Now that the big trials have ended, let the campaign begin for Will County state's attorney.
On Thursday, a jury convicted family killer Christopher Vaughn, and two weeks earlier wife murderer Drew Peterson in a case Glasgow tried himself.
"Everybody criticized me at every stage of that case. Yet, everything I do or did was groundbreaking and innovative, and it was for the public good," said Glasgow.
But Dave Carlson, the Republican candidate for Glasgow's job, says the incumbent manipulated both trials for political purposes.
"The timing of this. These cases had been pending for years and they come forward within a month or two of the election," Carlson said.
"The fact that he would say that I timed it, that's a lie. He knows how the court systems work. This is something I had no control over," Glasgow said.
It's Democrat Glasgow's second run as state's attorney. He was elected twice in the 1990s and again in 2004 and 2008. Chicago-born Carlson, an attorney whose practice includes criminal defense, was hired as an assistant to Jeff Tomczak, the Republican who led the office between 2000 and 2004.

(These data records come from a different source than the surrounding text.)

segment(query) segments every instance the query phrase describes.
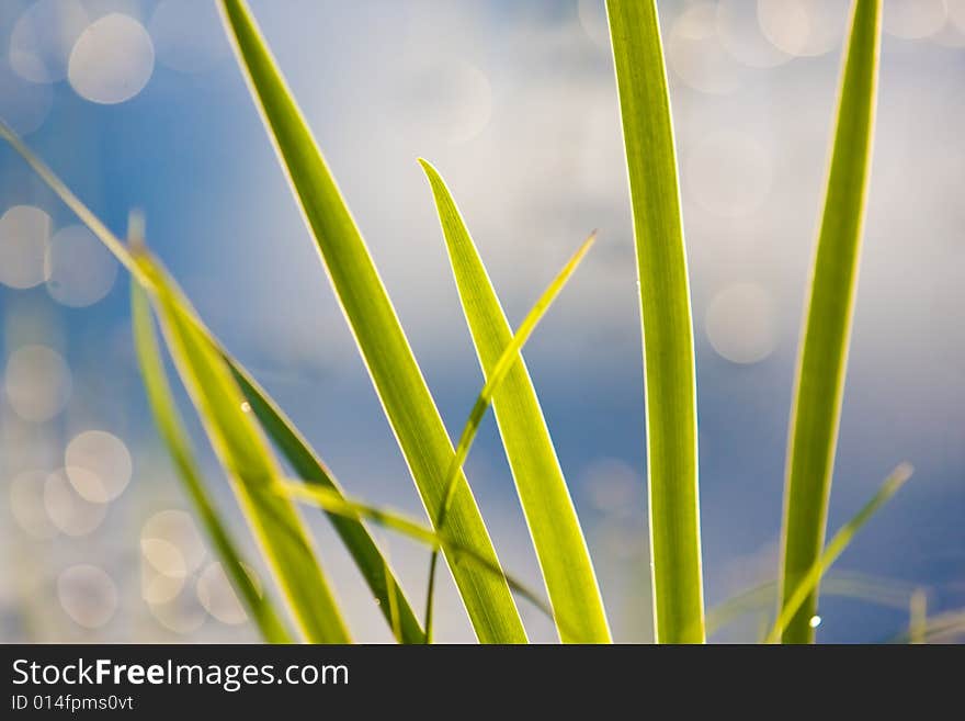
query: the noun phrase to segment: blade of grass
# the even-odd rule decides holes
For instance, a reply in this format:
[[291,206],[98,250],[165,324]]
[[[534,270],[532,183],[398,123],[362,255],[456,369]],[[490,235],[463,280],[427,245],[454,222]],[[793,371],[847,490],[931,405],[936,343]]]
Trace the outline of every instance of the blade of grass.
[[[251,412],[282,455],[292,464],[298,477],[305,483],[342,493],[332,472],[284,412],[240,364],[228,356],[224,358],[241,392],[251,404]],[[328,517],[378,601],[379,609],[393,628],[396,640],[399,643],[424,643],[425,634],[419,626],[419,619],[412,611],[405,590],[393,575],[388,559],[384,556],[365,526],[357,518],[339,514],[329,514]],[[391,616],[393,609],[397,613],[395,618]]]
[[[469,449],[473,446],[473,441],[476,439],[476,432],[479,429],[479,424],[483,421],[483,417],[486,415],[486,409],[489,407],[489,404],[492,403],[493,395],[496,394],[502,381],[515,365],[520,350],[522,350],[526,340],[530,339],[533,330],[536,329],[536,325],[538,325],[540,320],[546,314],[546,311],[549,309],[549,306],[553,304],[553,301],[556,300],[556,296],[559,295],[560,291],[563,291],[563,288],[566,285],[570,277],[574,274],[574,272],[576,272],[576,269],[579,267],[580,262],[582,262],[586,255],[590,251],[590,248],[593,246],[593,243],[595,243],[595,240],[597,234],[590,234],[590,237],[588,237],[583,241],[583,244],[567,261],[566,266],[563,267],[563,270],[559,271],[559,274],[553,280],[552,283],[549,283],[547,289],[543,291],[543,295],[541,295],[533,307],[530,308],[526,317],[523,318],[523,322],[520,324],[519,329],[510,339],[507,347],[503,349],[502,354],[499,357],[499,360],[492,367],[492,372],[489,373],[489,376],[486,379],[486,383],[483,384],[483,390],[479,392],[479,395],[476,398],[476,403],[473,405],[473,408],[469,412],[469,417],[466,419],[466,423],[463,426],[462,433],[459,433],[459,442],[456,444],[455,455],[453,457],[452,463],[450,463],[449,466],[449,471],[445,474],[445,494],[443,495],[442,505],[439,509],[439,516],[435,519],[434,526],[436,529],[442,530],[442,528],[445,526],[446,520],[449,519],[447,514],[452,505],[453,496],[456,488],[456,482],[459,478],[463,463],[466,462],[466,457],[468,457]],[[428,642],[431,642],[432,640],[432,599],[435,592],[436,561],[438,554],[433,553],[432,557],[429,561],[429,588],[425,594],[425,638]],[[557,615],[555,620],[560,630],[564,627],[566,627],[567,629],[574,628],[574,621],[569,617],[561,617]],[[567,635],[569,635],[571,631],[567,631]],[[563,635],[561,631],[560,635]]]
[[[821,595],[852,598],[875,606],[905,610],[913,590],[888,578],[875,578],[854,572],[828,573],[821,577]],[[707,636],[713,635],[735,619],[762,607],[771,607],[777,597],[777,582],[769,581],[739,592],[720,604],[707,609]],[[773,613],[770,624],[773,623]],[[761,638],[770,629],[764,629]]]
[[922,644],[928,639],[928,594],[917,588],[908,604],[908,643]]
[[931,616],[924,628],[909,628],[885,643],[916,643],[916,638],[920,638],[921,643],[942,643],[958,636],[965,636],[965,611],[961,609]]
[[218,511],[204,487],[201,471],[191,450],[191,441],[168,384],[161,351],[152,328],[147,294],[137,283],[130,284],[130,318],[137,360],[155,424],[168,447],[184,489],[194,504],[194,510],[220,559],[222,566],[262,638],[269,643],[291,643],[292,638],[269,600],[268,592],[262,595],[256,587],[237,544],[222,523]]
[[[787,606],[825,541],[871,168],[879,42],[881,0],[855,0],[791,413],[780,606]],[[809,622],[817,593],[815,587],[787,624],[785,643],[814,642]]]
[[[222,0],[222,14],[252,95],[310,228],[378,398],[430,518],[444,493],[453,447],[365,241],[342,200],[315,138],[240,0]],[[498,564],[473,492],[461,474],[450,531]],[[451,560],[452,561],[452,560]],[[450,563],[477,636],[523,643],[526,633],[506,582],[477,567]]]
[[704,642],[693,325],[654,0],[606,0],[636,238],[658,643]]
[[[145,273],[144,269],[135,262],[127,247],[88,209],[80,199],[75,195],[69,188],[31,150],[27,148],[16,134],[7,127],[0,121],[0,137],[5,139],[13,148],[24,158],[24,160],[36,171],[47,185],[60,198],[60,200],[70,207],[81,222],[94,234],[94,236],[104,244],[104,246],[114,255],[137,281],[141,288],[152,291],[155,280]],[[277,404],[271,396],[262,390],[251,374],[241,363],[231,358],[224,349],[220,342],[215,338],[207,327],[193,315],[191,308],[182,308],[185,311],[185,318],[192,323],[198,333],[202,333],[208,342],[217,349],[224,361],[228,364],[236,381],[241,386],[248,402],[251,405],[254,415],[261,421],[268,435],[279,447],[282,454],[292,464],[307,483],[318,483],[326,487],[340,492],[339,485],[334,476],[327,469],[325,463],[305,439],[298,433],[294,425],[282,413]],[[332,520],[336,520],[332,517]],[[382,608],[387,608],[390,597],[388,596],[389,586],[385,584],[385,570],[389,568],[388,563],[383,559],[378,547],[368,534],[365,527],[357,520],[351,518],[338,517],[338,523],[334,523],[336,530],[345,543],[349,552],[352,554],[359,570],[365,577],[370,589],[379,601]],[[416,615],[412,612],[411,604],[405,597],[398,581],[393,579],[391,587],[395,589],[395,602],[399,609],[399,626],[401,636],[399,641],[402,643],[421,643],[424,634]],[[394,627],[395,628],[395,627]]]
[[[429,162],[419,162],[429,178],[459,300],[488,376],[509,346],[512,328],[445,182]],[[510,364],[492,405],[554,613],[570,619],[576,631],[560,640],[610,643],[587,542],[522,357]]]
[[154,280],[156,308],[174,365],[298,629],[311,643],[350,642],[297,509],[271,491],[281,471],[256,419],[246,410],[245,395],[160,268],[146,255],[135,259]]
[[[792,619],[796,618],[797,613],[801,612],[802,607],[807,602],[807,599],[816,593],[815,589],[818,587],[821,576],[827,573],[828,568],[830,568],[835,561],[837,561],[844,552],[844,549],[848,548],[848,544],[851,543],[851,540],[854,538],[854,534],[861,530],[861,527],[864,526],[869,519],[898,492],[898,488],[905,485],[905,482],[911,477],[911,472],[912,467],[908,463],[901,463],[898,465],[892,471],[892,474],[885,480],[882,487],[878,488],[878,492],[872,497],[872,499],[869,500],[862,509],[851,518],[851,520],[844,523],[837,533],[835,533],[835,537],[828,542],[827,548],[825,548],[820,556],[818,556],[814,564],[811,564],[811,567],[802,575],[797,587],[787,595],[786,602],[780,607],[777,619],[774,621],[774,627],[768,634],[767,643],[777,643],[781,641],[782,634],[785,632],[787,624],[791,623]],[[817,606],[815,606],[814,610],[817,611]],[[808,618],[808,628],[810,628],[811,618],[814,618],[814,613]]]
[[329,488],[307,486],[302,484],[300,481],[280,480],[275,482],[274,487],[280,494],[316,505],[329,514],[343,515],[348,518],[367,518],[384,528],[424,543],[433,550],[447,549],[453,555],[468,560],[484,573],[501,577],[510,589],[536,607],[546,618],[554,618],[549,604],[541,598],[538,593],[519,581],[515,576],[506,573],[502,566],[492,563],[492,561],[475,549],[463,545],[445,531],[433,530],[405,514],[345,498],[340,494],[332,493]]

"He never even made it to a second chair in a felony courtroom. And when he left my employ, he was in the juvenile division," Glasgow said.
"In Will County, the biggest problem we're having right now is there's kind of a friends-and-family plan," Carlson said.

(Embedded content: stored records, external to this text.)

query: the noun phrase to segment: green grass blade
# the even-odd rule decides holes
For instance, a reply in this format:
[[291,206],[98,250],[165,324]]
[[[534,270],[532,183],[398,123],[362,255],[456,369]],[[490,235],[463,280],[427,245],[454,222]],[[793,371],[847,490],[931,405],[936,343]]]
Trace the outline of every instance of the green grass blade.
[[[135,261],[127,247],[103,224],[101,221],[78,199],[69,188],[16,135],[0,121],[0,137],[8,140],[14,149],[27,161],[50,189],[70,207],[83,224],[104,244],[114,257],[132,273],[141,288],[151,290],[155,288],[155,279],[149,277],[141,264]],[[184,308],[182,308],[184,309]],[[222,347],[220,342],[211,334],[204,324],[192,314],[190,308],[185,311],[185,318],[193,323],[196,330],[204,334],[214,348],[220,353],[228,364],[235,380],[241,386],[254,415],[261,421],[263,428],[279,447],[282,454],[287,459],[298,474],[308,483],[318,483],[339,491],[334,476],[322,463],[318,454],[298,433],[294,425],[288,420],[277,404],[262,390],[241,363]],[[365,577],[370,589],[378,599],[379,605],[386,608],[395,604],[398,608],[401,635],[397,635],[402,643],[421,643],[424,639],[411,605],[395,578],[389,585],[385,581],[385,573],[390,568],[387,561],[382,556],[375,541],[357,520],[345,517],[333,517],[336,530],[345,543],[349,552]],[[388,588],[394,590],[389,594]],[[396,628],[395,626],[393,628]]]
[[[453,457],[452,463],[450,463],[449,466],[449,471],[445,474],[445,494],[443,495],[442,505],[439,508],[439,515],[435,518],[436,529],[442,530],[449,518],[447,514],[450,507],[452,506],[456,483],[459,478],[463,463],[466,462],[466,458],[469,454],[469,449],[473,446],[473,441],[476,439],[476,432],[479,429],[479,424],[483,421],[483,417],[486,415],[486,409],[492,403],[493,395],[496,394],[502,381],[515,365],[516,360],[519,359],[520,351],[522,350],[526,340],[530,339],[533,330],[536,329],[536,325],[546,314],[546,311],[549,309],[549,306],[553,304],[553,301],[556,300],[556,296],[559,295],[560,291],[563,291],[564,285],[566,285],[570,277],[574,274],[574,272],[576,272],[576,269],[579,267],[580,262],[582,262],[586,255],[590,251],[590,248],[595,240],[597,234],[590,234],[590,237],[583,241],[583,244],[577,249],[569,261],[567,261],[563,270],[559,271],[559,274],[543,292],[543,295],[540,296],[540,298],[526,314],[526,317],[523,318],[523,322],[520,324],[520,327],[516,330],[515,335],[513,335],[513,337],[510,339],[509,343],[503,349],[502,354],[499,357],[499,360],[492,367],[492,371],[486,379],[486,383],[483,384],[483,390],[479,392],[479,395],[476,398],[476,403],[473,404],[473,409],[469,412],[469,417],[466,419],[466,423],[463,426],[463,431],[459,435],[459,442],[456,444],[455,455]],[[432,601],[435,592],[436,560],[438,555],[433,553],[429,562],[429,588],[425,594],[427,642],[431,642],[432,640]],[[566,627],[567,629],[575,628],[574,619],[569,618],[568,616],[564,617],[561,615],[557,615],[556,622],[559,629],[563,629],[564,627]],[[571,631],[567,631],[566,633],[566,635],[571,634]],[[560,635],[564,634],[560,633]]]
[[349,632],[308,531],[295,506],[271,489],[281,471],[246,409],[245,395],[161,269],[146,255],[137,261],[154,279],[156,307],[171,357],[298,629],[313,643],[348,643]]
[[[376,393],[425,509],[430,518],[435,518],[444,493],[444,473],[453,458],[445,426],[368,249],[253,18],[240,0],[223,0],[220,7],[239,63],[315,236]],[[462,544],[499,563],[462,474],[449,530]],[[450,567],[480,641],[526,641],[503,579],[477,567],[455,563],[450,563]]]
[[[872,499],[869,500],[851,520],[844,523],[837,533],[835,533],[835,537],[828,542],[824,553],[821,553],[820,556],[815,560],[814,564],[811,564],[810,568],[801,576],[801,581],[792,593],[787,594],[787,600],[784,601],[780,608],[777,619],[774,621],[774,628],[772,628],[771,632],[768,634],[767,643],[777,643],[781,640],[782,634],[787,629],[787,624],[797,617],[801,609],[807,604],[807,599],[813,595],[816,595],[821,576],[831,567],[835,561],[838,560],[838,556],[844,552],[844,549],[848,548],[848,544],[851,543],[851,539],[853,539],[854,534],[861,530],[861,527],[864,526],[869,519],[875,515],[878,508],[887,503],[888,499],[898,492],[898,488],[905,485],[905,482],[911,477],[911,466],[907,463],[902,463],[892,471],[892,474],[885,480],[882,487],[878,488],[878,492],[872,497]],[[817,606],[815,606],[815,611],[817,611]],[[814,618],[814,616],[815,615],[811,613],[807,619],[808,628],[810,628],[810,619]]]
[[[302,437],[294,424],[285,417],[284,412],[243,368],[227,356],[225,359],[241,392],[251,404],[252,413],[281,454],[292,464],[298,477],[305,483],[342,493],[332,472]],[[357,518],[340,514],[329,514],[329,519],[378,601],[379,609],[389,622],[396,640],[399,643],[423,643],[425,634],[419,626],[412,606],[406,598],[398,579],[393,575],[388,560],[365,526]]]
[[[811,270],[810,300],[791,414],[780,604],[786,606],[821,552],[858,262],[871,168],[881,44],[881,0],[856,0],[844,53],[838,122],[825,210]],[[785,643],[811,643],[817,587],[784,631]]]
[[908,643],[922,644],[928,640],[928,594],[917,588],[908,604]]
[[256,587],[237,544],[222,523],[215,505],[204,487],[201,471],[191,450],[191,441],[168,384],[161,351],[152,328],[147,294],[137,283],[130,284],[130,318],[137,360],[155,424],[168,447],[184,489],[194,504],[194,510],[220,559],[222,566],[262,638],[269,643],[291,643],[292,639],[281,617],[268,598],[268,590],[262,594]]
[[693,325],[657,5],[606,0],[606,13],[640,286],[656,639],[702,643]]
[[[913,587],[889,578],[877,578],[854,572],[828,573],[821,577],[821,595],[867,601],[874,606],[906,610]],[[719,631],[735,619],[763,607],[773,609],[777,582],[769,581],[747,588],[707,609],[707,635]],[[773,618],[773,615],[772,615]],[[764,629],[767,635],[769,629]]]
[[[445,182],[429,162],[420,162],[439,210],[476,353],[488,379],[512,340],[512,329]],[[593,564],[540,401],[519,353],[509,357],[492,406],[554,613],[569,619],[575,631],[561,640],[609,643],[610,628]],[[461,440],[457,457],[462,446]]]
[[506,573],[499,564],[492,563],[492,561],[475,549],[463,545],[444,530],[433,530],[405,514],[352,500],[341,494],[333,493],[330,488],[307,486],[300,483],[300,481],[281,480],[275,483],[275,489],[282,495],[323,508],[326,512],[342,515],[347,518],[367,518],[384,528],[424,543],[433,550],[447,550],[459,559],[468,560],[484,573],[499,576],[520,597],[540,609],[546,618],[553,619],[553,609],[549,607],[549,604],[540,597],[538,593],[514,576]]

Carlson says Glasgow gives county legal business to political buddies, including Chicago Alderman Bob Fioretti, who donated cash to Glasgow's campaign fund.
"These are modest contributions that he's given me. They're in no way tied to the business that he does," Glasgow said.
"I don't believe that any person who is a vendor to the county should contribute to an elected official," Carlson said.
Carlson says during Glasgow's recent terms, a deadly heroin epidemic has swept Will County.
"Heroin deaths have gone up probably five, 600 percent and he hasn't prosecuted anybody for this," said Carlson.
"What's he talking about? He defends the drug dealers," Glasgow said. "I prosecute them."
Glasgow admits that had he lost the Peterson case, this campaign would have had a different dynamic to it.